As one of four artists on the first mural arts team at the Philadelphia Museum of Art Community Programs Department, Mayfield worked with Clarence Wood and Don Kaiser, the dynamos who brought contemporary mural art to Philadelphia in the late 1970’s.
Philly born and raised, Mayfield lived for 21 years in northern New Mexico where she studied monotype printmaking with Garner Tullis, Richard Tullis and Larry Bell at the Santa Fe Art Institute. Her work has been represented by fine galleries in Philadelphia PA., Washington DC, Stamford CT, and Santa Fe, NM. Her paintings and monotypes are part of both public and private collections across the country.
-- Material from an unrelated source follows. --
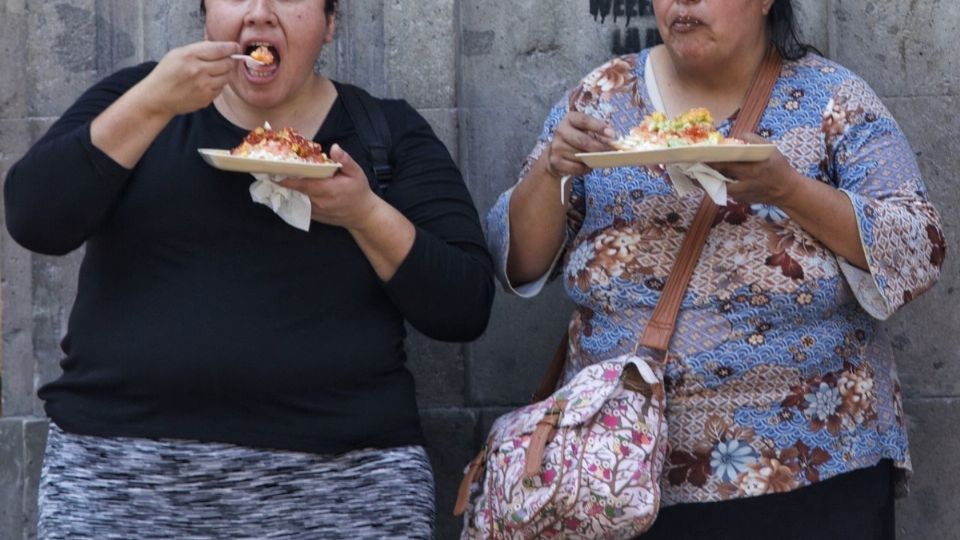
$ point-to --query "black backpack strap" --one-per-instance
(371, 125)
In 2015, Mayfield launched her color consultancy, working with a wide variety of professional and residential clients choosing paint colors for their homes and workplaces. Mayfield has created personal color palettes for more than 850 interiors and exteriors, working on-site and over the Zoom platform. Visit ChoosingPaintColor.com for more information.
She currently makes her home in Narberth, just 8 miles from the Liberty Bell. Her studio is in the Norristown Arts Building in Norristown, PA.
Statement:
"I am inspired by the bone-crushing beauty of life —-sky, land, the watery places, and creatures that fly. I tend to work in series, sometimes completed in a few weeks, sometimes over years: At the Edge of the World, In the Beginning, La Selba, Wall Stories, Cracked Open, Witches-Queens-Selkies-Souls, Land of Enchantment, Deep Water, Gardens and Meadows, The Eastern Woods.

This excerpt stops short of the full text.